Here’s another reason to have sex! A new study shows that getting laid not only makes people happy the next day, but it creates “greater levels of meaning in life and positive affect following sexual episodes.” In other words, doin’ it makes you feel alive!
The study, published by the American Psychological Association, studied 152 adults for 21 days in a resulting paper called “Sexuality Leads To Boosts In Mood And Meaning In Life With No Evidence For The Reverse Direction: A Daily Diary Investigation.”
“Sex is rarely discussed in theories of well-being and rarely empirically examined using methods other than cross-sectional surveys,” say the study’s researchers. “In the present study, a daily diary approach was used (for 21 days with 152 adults) to explore the relationship between the presence and quality of sexual episodes and well-being (positive affect, negative affect, meaning in life). Time-lagged analyses demonstrated that sexual activity on day one was related to greater well-being the next. As for the quality of episodes, higher reported sexual pleasure and intimacy predicted greater positive affect and lower negative affect the following day.”

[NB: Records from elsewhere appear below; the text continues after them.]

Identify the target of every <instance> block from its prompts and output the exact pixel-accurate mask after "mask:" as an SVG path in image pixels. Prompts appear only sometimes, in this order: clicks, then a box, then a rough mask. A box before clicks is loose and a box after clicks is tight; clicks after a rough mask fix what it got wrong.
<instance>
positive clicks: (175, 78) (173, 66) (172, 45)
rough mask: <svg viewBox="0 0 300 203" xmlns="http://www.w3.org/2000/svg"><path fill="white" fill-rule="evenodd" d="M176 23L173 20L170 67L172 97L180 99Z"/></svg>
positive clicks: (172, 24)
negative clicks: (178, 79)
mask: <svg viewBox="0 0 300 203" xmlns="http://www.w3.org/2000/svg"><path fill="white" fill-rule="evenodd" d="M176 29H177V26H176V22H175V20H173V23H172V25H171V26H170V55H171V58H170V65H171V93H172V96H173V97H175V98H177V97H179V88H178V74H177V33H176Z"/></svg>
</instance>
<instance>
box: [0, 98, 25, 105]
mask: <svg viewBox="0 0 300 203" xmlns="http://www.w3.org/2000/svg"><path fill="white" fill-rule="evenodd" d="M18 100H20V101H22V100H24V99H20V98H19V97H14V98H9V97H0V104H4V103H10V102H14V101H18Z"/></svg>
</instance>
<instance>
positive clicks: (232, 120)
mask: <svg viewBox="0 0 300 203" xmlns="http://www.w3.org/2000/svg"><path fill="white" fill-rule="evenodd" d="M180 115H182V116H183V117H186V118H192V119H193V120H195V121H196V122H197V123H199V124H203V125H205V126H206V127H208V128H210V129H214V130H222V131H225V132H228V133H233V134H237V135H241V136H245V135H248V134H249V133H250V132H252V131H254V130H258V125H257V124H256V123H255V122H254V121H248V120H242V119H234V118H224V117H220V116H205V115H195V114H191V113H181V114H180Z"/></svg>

So next time someone you work with is crabby, tell them (pick from the following) that they need to get out more and “get a hot beef injection”,”get the lady in the pink canoe rubbed,” “polish someone’s pole”, or if they are gay, “get a manwich sandwich.” It will bring everyone happiness. (Or “hap-penis” as I like to say.)
Also interesting was that people said that having sex “gave more meaning to their lives,” and that feeling was the created whether they were having sex in a committed relationship or through casual sex. So for anyone hooker uppers considering some casual sex, you now have an excuse for hooking up.
The study also found that “When the reverse direction was tested, well-being did not predict next-day sexual activity, pleasure, or intimacy. These results suggest a unidirectional relationship in which the presence and quality of sexual activity lead to gains in well-being the following day. Contextual moderators (gender, relationship status, relationship closeness, and relationship length) allowed for tests of conditions altering the link between sexuality and well-being. Relationship closeness was the most robust moderator in predicting greater levels of meaning in life and positive affect following sexual episodes. These data provide evidence to support the continual consideration of sex in empirical work and theoretical models of elements that comprise healthy relationships and a good life.” To the good life. And to good sex.